The compartment behind the door was deep, almost too deep for Ofelia to reach what was hidden inside. Finally, she touched soft fabrics and cool metal. The object she pulled out was wrapped in red velvet, and Ofelia almost dropped it when she realized what she held in her hands.

It was a dagger, its long blade as silvery as the moonlight, its golden handle embossed with the image of a faun.

And a baby.

The Fairies once again swarmed around Ofelia, urging her to hurry, but it was so hard for her to remember the running sand in this ancient room where everything seemed frozen in time, including the pale-skinned Child Eater. One of the Fairies, making sure the monster was still not moving, came so close to the terrible face her wings almost brushed his skin, but the Child Eater remained motionless, as if he were only his own monument, a memorial of all his horrible deeds.
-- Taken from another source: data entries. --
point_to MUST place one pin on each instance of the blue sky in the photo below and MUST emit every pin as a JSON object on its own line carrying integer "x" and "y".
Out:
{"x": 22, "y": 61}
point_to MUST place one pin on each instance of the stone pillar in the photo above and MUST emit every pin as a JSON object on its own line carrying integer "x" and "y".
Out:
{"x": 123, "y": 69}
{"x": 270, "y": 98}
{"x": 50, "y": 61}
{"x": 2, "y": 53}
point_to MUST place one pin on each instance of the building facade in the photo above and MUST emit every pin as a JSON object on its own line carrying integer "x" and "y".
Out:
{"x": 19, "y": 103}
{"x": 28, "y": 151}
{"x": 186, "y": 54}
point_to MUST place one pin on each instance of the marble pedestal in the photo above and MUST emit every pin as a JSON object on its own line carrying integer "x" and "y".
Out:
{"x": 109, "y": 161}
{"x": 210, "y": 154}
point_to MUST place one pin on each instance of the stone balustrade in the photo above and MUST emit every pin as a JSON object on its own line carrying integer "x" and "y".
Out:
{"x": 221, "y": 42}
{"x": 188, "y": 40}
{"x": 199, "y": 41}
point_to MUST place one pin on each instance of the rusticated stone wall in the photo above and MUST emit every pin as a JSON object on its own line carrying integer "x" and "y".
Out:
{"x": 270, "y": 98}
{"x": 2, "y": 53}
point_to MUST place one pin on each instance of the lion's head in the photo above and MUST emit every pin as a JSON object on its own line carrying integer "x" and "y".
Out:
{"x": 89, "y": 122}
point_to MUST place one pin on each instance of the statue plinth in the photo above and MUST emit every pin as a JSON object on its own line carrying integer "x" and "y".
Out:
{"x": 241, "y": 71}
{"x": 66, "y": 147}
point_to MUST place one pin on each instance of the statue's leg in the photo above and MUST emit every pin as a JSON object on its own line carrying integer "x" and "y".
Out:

Ofelia put the dagger into the Faun’s satchel and tried to keep her eyes on the Pale Man while she walked back to the table. All the food looked so delicious. She couldn’t remember when she’d last seen such a cake or such fresh fruit. Never! And she was hungry. Truly hungry, her heart whispered as she raised her hand. Don’t eat or drink anything! But Ofelia saw the grapes and pomegranates and foods she didn’t even know by name. They all promised such delicious sweetness she didn’t want to hear the panicked warnings being chirped by the Fairies.

No. Ofelia waved them away. One grape—just one. Surely nobody would notice in this abundant feast. Who would miss a single little grape?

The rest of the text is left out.